When I graduated college a fraternity brother of mine bought a house.  He said it made more financial sense than renting.  At the time I had no financial means to buy a house but the thought sort of stuck with me. I envied him because he had the financial means to buy a house and I did not.

When my wife and I rented our first apartment in New Orleans the carpet bothered me.  I got the management to put in new carpeting and they raised my rent.  I did not have a vacuum so I bought a cheap one that did not work.  This stressed me out.  I rented steam machines from the grocery store but it never really did a good job.  We bought a couch to replace the futon. With each purchase motivated by shame I felt good at first but when they produced bad results I felt ashamed with my failures.

When we moved to Scranton I felt ashamed and annoyed to live with her father.
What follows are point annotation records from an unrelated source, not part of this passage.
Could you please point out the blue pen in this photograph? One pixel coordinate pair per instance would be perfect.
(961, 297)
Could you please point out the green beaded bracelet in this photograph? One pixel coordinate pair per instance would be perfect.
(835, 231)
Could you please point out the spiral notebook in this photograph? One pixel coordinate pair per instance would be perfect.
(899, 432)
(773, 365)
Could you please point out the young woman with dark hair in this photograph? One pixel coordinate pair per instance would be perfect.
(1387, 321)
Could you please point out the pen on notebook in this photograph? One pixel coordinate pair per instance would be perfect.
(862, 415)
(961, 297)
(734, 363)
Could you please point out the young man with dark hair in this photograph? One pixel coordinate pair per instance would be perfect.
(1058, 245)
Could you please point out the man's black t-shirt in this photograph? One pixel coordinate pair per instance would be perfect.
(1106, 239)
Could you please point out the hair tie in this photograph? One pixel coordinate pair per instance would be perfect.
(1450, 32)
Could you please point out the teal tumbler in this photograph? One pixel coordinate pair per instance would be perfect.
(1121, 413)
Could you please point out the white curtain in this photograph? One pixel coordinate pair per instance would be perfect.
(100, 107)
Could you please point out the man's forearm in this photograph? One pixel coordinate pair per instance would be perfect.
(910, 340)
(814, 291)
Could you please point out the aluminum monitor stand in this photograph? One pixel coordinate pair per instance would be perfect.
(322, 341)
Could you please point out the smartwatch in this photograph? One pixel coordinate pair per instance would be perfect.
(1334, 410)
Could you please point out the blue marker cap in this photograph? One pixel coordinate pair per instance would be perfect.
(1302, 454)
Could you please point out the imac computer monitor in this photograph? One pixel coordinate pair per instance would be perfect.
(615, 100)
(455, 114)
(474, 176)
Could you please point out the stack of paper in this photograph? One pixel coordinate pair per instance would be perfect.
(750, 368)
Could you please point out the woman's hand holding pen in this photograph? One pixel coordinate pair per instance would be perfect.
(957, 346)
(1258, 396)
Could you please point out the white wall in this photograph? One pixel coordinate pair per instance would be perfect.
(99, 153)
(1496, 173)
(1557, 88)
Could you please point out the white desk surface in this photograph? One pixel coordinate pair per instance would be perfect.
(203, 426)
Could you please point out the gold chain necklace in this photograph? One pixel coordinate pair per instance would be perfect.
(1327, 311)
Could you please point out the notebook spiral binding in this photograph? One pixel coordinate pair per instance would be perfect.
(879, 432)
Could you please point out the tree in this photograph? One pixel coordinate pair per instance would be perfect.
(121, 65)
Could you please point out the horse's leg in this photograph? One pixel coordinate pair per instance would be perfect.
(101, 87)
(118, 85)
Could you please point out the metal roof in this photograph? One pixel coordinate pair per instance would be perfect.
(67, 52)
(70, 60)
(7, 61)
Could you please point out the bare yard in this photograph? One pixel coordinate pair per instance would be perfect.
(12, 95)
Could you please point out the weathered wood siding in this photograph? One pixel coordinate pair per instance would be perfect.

I felt embarrassed that we were not living on our own as people of our age should be doing.

So we moved to an apartment.  We could not get the couch into the living room.  I felt frustrated that the couch was in the dining room and my wife did not put on the legs.  I felt ashamed when my parents came to visit because they would judge me as a failure.

When we moved to Philadelphia we lived in a high-rise.  I did not like that only bathroom was accessible by going through the bedroom.  When we had guests over I felt ashamed that they had to walk through our bedroom to get to the bathroom.

So we moved to another apartment with two bathrooms.

We were about to have a kid so we bought a row house.  At first it felt good.  Then I felt ashamed because our bathrooms were outdated so we had them redone but the workers ruined the carpet on the stairs going back and forth.  I could not get it clean and there was no room for guests so we bought a bigger house with a bigger mortgage at the height of the housing bubble.  My father helped me out with the down payment.  At first I felt good because I had a house that I was not ashamed of.  But then my wife lost her job  and I lost my job and we could no longer afford to send our kids to the private school they were attending.  Since the schools in our neighborhood were not that great we moved in with my parents where the schools were good.  We tried to sell our house but no one was buying.  So we rented it for four years.  When we finally sold it we sold it at a substantial loss.  I felt ashamed that I had lost all the money we put into that house.

The grass is always greener.  When I get to the other side it feels good for a time but then my shame ego convinces me that where I am is not good anymore. My shame ego will never be satisfied for long and will always try to convince me that what am doing and where I am living is wrong.

Sometimes I think that heaven (God’s House) is the ultimate version of the grass is always greener on the other side.

If the shame ego dies with the physical body then the grass will indeed be greener.